Rapid Shadow Generation in Real-World Lighting Environments

Simon Gibson, Jon Cook, Toby Howard, Roger Hubbold.
Rendering Techniques 2003 (Proceedings of the Eurographics Symposium on Rendering), Leuven, Belgium, June 2003 (to appear).

Abstract

We propose a new algorithm that uses consumer-level graphics hardware to render shadows cast by synthetic objects and a real lighting environment. This has immediate benefit for interactive Augmented Reality applications, where synthetic objects must be accurately merged with real images. We show how soft shadows cast by direct and indirect illumination sources may be generated and composited into a background image at interactive rates. We describe how the sources of light (and hence shadow) affecting each point in an image can be efficiently encoded using a hierarchical shaft-based subdivision of line-space.
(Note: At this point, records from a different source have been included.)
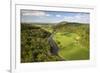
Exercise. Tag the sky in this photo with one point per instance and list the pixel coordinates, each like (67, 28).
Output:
(34, 16)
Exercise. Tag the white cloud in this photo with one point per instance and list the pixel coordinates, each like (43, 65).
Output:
(82, 18)
(48, 15)
(58, 15)
(33, 13)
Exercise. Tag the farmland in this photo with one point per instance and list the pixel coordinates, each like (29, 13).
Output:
(43, 42)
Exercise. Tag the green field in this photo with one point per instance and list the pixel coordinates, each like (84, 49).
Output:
(72, 40)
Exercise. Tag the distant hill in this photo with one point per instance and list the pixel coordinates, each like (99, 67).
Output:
(69, 26)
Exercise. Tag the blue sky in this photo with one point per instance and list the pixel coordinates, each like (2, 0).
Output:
(33, 16)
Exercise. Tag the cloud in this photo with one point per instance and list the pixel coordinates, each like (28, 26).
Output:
(58, 15)
(48, 15)
(82, 18)
(33, 13)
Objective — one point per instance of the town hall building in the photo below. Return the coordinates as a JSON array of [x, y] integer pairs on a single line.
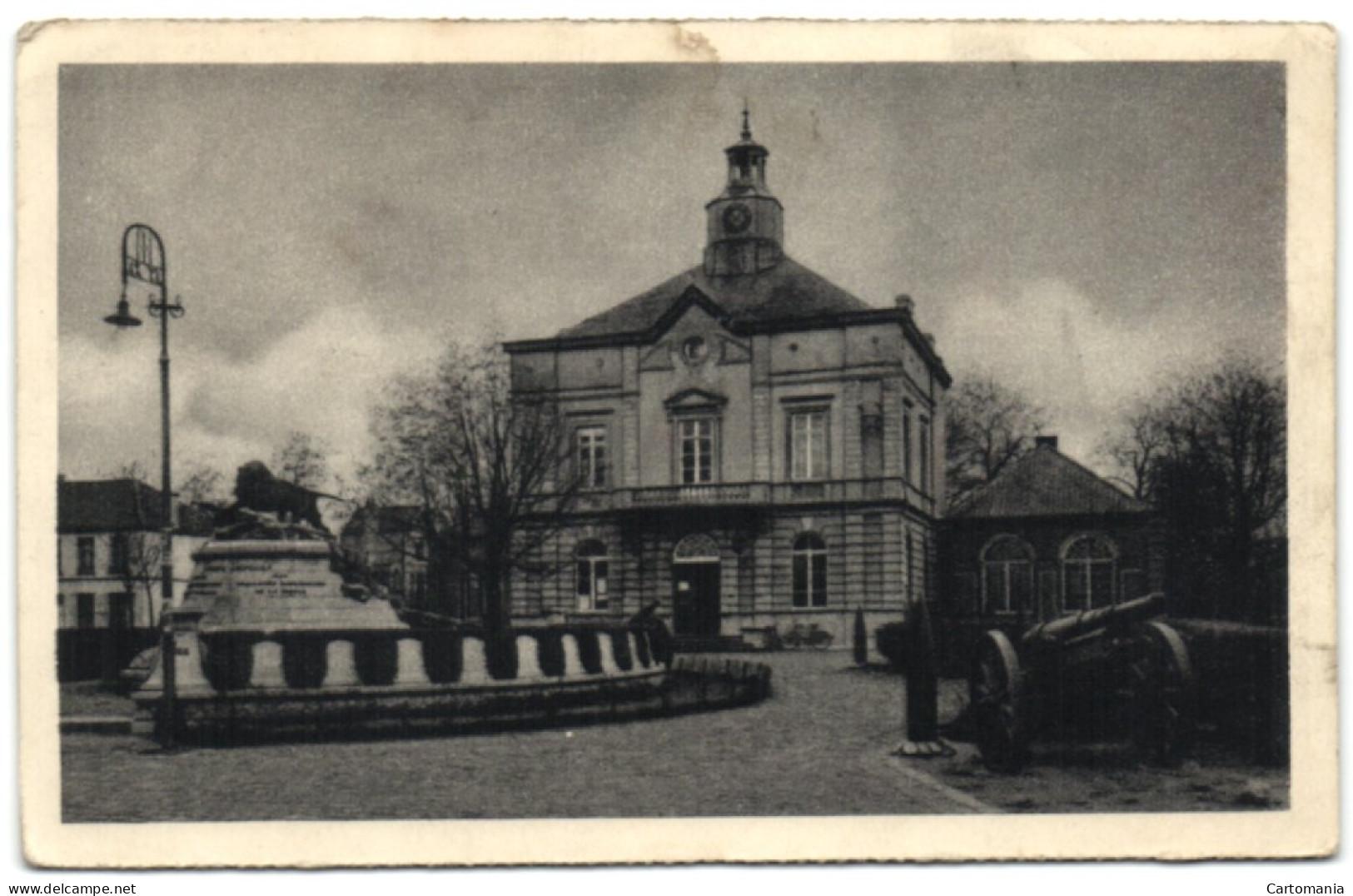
[[759, 450]]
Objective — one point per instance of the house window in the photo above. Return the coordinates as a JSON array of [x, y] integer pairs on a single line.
[[808, 444], [84, 610], [1007, 575], [696, 441], [593, 575], [118, 562], [1088, 563], [923, 455], [907, 443], [119, 610], [809, 570], [591, 456], [84, 554]]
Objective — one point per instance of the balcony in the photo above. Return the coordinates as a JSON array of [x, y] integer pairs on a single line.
[[718, 495], [707, 495]]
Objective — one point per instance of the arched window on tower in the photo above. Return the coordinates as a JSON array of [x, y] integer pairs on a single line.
[[1007, 575], [1088, 573], [809, 570], [593, 575]]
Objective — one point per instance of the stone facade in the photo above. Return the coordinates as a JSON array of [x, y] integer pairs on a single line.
[[759, 448]]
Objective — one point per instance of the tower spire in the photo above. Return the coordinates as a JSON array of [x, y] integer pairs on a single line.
[[746, 221]]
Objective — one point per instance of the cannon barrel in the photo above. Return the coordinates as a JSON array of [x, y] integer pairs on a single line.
[[1069, 627]]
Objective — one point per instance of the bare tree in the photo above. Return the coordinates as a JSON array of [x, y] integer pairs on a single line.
[[489, 470], [988, 426], [1211, 454], [302, 459], [1132, 452], [137, 562]]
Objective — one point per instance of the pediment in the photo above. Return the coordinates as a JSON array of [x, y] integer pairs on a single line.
[[693, 314], [694, 400]]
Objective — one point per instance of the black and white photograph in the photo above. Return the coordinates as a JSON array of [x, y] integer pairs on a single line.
[[632, 424]]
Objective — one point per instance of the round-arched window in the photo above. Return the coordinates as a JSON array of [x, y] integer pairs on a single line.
[[1007, 575], [1088, 573]]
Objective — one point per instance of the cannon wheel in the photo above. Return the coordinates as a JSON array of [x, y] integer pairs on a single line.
[[1162, 694], [997, 704]]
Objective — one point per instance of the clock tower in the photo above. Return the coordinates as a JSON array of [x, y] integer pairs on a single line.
[[746, 224]]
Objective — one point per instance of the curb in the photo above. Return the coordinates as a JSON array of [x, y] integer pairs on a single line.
[[95, 724]]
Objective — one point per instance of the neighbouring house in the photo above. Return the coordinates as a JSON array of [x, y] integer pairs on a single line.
[[759, 450], [1043, 538], [390, 547], [108, 570]]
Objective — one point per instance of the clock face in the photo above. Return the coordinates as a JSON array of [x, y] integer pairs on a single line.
[[736, 218]]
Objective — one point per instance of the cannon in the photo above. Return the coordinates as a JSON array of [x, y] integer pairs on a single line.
[[1114, 670]]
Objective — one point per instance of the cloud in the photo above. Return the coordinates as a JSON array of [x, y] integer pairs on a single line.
[[320, 378], [1067, 352]]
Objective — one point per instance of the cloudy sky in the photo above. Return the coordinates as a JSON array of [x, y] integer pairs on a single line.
[[1078, 231]]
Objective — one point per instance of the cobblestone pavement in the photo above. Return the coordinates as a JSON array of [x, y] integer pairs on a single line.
[[820, 746]]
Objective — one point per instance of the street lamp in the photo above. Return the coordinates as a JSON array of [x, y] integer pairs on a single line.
[[144, 263]]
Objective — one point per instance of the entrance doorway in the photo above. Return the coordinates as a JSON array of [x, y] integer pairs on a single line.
[[696, 575]]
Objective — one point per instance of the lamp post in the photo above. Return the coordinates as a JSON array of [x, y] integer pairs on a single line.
[[144, 263]]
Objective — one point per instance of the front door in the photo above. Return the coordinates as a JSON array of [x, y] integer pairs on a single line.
[[696, 599]]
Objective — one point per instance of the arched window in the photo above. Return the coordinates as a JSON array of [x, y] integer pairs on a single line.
[[593, 575], [809, 570], [1007, 575], [1088, 563]]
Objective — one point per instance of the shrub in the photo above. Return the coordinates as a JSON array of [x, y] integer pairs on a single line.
[[376, 658], [305, 660], [441, 657], [227, 660]]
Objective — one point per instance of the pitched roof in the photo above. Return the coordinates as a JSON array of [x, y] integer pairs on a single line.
[[122, 505], [107, 505], [783, 294], [1045, 482]]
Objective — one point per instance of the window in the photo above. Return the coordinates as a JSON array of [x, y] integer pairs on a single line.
[[808, 444], [1088, 573], [84, 562], [907, 443], [697, 450], [923, 455], [809, 570], [84, 610], [591, 456], [593, 575], [118, 562], [119, 610], [1007, 575]]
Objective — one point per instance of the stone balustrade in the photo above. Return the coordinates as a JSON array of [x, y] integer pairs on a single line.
[[231, 662]]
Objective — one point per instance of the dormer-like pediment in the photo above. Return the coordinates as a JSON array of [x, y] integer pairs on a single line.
[[694, 401]]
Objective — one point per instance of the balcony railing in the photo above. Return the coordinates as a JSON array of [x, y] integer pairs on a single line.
[[701, 495], [766, 493]]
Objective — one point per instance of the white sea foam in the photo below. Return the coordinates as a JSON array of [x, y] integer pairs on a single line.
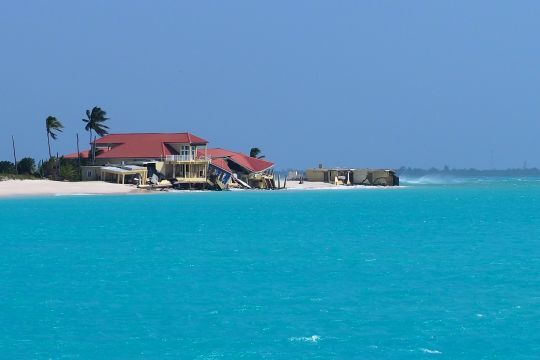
[[430, 351], [311, 339]]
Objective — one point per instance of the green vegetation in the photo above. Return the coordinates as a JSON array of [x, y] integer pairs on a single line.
[[26, 166], [96, 122], [56, 168], [53, 125]]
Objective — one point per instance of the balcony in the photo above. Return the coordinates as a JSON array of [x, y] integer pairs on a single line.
[[186, 159]]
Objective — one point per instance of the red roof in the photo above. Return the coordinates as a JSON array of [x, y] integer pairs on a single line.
[[144, 145], [252, 164], [222, 164]]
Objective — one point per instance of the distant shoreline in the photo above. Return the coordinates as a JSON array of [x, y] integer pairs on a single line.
[[40, 187], [26, 188]]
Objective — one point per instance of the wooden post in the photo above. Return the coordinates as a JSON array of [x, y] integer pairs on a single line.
[[78, 151], [94, 152], [14, 154], [58, 164]]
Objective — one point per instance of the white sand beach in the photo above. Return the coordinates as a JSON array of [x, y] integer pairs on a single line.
[[47, 187], [315, 185]]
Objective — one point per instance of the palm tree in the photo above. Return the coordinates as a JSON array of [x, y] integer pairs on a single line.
[[254, 152], [52, 124], [96, 122]]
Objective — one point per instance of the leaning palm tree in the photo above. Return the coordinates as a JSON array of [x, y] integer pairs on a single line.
[[255, 153], [96, 122], [53, 125]]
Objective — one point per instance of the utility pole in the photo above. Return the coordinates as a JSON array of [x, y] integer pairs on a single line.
[[14, 154], [78, 151]]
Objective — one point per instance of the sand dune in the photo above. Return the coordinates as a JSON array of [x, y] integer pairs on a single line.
[[48, 187]]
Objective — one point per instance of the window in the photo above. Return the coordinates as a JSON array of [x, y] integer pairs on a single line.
[[185, 150]]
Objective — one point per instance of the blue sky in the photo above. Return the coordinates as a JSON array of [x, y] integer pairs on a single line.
[[345, 83]]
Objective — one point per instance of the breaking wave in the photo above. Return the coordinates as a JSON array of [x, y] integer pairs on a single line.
[[312, 339]]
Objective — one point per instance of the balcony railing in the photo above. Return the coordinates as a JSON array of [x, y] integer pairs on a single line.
[[185, 158]]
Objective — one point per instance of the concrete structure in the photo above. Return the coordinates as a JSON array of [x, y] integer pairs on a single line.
[[338, 176], [180, 157], [128, 174], [235, 168]]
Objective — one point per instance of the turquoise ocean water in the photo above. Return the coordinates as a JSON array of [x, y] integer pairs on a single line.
[[449, 271]]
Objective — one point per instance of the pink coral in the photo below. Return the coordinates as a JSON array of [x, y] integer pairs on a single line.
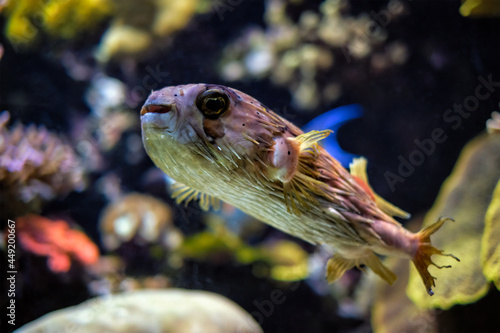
[[35, 165], [56, 240]]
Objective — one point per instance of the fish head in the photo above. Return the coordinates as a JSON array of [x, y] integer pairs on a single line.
[[198, 122]]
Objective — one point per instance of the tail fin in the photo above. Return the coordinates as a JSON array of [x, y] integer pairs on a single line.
[[337, 265], [422, 259]]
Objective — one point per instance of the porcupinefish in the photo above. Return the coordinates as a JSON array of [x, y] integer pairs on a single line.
[[218, 143]]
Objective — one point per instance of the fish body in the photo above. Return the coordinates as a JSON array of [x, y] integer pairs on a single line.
[[220, 144]]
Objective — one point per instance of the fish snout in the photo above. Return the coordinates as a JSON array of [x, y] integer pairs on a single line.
[[156, 108]]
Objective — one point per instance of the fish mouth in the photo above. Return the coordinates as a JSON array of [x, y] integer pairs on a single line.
[[156, 108]]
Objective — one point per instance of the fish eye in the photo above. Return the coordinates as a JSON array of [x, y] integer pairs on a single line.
[[212, 103]]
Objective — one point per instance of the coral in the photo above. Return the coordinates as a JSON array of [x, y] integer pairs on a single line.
[[131, 36], [28, 19], [171, 310], [55, 240], [490, 250], [283, 260], [479, 8], [140, 217], [35, 165], [306, 56], [465, 195]]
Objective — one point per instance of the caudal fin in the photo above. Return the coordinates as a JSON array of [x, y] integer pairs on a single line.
[[337, 265], [422, 259]]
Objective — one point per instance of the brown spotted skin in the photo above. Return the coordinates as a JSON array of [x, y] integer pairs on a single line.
[[252, 159]]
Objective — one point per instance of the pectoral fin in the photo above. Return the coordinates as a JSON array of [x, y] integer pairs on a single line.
[[183, 193], [301, 186], [358, 169]]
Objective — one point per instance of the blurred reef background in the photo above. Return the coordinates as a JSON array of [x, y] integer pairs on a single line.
[[96, 229]]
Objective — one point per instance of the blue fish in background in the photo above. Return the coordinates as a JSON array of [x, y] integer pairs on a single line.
[[333, 120]]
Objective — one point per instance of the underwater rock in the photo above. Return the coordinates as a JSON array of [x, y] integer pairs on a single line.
[[138, 216], [306, 56], [56, 240], [35, 166], [172, 310], [465, 196]]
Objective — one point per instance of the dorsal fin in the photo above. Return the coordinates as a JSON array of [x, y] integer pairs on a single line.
[[358, 170], [183, 193]]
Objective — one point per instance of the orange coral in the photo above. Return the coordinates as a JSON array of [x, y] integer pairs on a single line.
[[56, 240]]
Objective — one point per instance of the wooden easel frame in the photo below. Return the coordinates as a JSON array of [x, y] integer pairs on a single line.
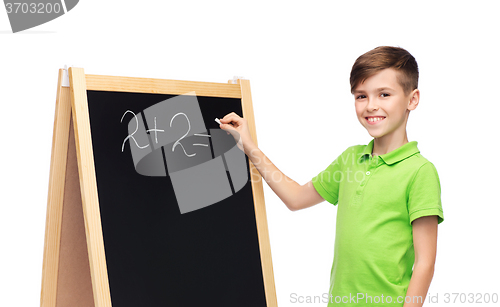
[[74, 263]]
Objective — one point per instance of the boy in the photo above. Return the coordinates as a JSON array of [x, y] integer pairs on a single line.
[[388, 194]]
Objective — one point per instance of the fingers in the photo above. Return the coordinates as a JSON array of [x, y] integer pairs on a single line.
[[232, 119]]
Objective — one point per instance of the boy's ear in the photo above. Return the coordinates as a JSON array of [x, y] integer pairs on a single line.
[[414, 99]]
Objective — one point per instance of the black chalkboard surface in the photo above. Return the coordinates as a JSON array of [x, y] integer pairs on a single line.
[[150, 202], [157, 256]]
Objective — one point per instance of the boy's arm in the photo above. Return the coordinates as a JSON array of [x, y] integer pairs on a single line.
[[425, 244], [294, 196]]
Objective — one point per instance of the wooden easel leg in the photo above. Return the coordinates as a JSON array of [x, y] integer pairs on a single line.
[[74, 285], [66, 274]]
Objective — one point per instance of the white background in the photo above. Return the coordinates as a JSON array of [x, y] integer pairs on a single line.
[[298, 57]]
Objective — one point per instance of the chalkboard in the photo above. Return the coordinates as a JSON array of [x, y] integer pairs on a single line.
[[157, 256], [173, 213]]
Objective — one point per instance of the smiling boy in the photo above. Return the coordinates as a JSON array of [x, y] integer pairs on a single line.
[[388, 195]]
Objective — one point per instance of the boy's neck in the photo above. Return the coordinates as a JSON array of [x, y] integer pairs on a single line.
[[388, 143]]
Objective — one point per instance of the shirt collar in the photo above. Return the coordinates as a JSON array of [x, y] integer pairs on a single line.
[[394, 156]]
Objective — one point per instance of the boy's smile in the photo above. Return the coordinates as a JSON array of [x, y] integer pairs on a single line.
[[382, 106]]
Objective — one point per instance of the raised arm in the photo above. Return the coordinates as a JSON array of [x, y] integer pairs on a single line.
[[293, 195]]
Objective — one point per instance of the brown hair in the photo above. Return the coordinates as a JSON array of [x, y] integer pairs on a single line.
[[384, 57]]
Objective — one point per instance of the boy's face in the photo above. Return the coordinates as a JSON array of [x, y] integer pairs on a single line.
[[382, 95]]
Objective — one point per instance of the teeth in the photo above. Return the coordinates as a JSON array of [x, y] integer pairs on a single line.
[[375, 119]]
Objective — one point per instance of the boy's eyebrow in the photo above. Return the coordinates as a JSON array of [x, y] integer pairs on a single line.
[[377, 90]]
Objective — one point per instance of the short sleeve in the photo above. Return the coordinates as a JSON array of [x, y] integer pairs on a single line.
[[424, 194], [327, 182]]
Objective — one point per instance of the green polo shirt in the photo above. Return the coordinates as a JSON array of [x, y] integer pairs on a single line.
[[378, 197]]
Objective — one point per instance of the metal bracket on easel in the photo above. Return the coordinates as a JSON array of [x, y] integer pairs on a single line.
[[235, 79], [65, 81]]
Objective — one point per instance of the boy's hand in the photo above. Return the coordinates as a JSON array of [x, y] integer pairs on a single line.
[[238, 128]]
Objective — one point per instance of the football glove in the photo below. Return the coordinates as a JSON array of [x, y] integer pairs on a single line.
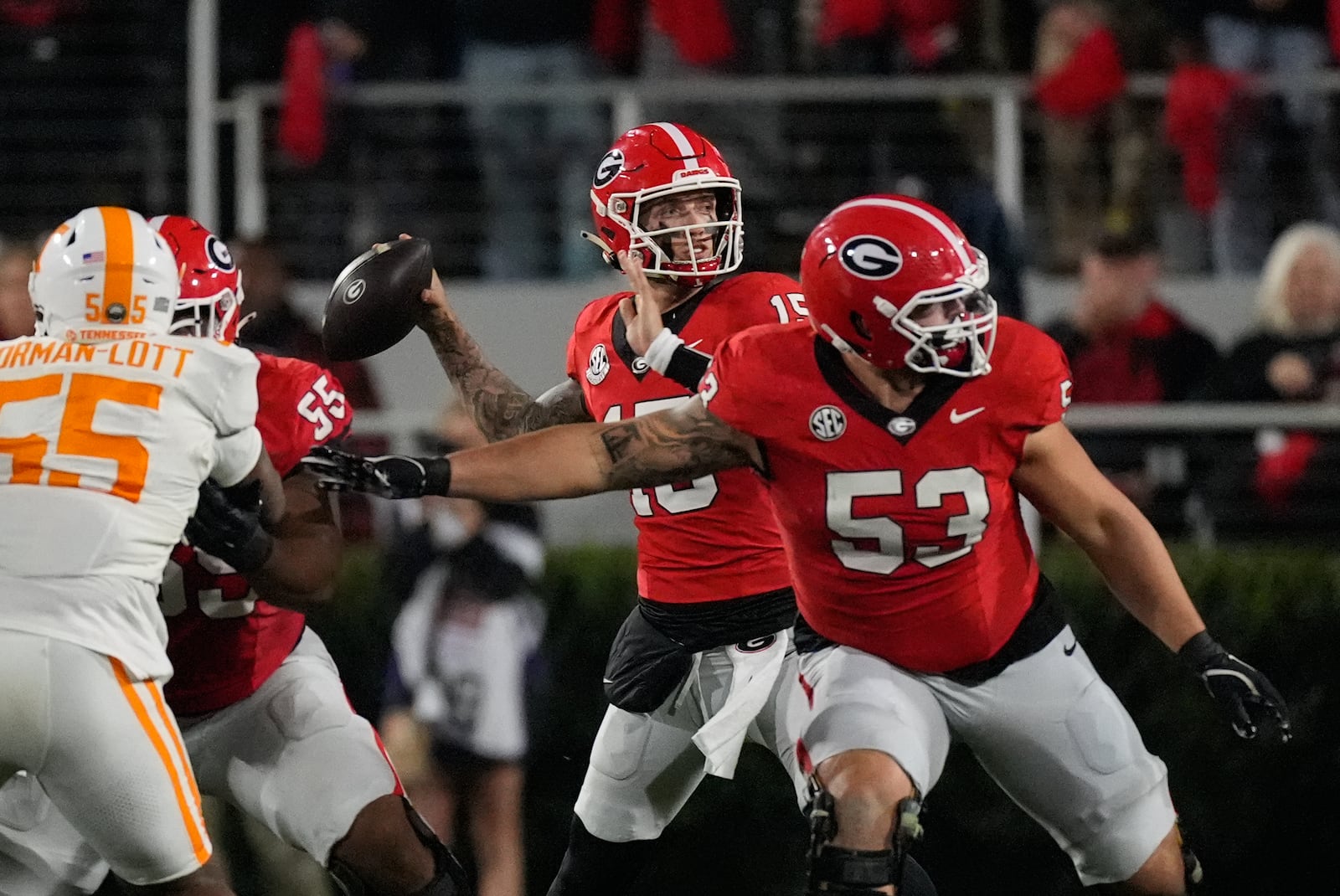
[[389, 476], [227, 525], [1243, 692]]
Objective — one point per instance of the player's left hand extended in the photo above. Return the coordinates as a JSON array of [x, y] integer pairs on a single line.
[[1243, 692], [227, 524], [392, 476]]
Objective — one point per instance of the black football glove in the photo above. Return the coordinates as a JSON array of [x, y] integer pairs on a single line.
[[389, 476], [227, 525], [1243, 692]]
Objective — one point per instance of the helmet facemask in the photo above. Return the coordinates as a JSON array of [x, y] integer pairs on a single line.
[[211, 317], [951, 328], [727, 232]]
This subdivision is then used to determine the sources of light that are occluded by synthetic objects, and we show how the contributions from these sources may be removed from a background image using facilities available on modern graphics hardware. A trade-off may be made at run-time between shadow accuracy and rendering cost, converging towards a result that is subjectively similar to that obtained using ray-tracing based differential rendering algorithms. Examples of the proposed technique are given for a variety of different lighting environments, and the visual fidelity of images generated by our algorithm is compared to both real photographs and synthetic images generated using non-real-time techniques.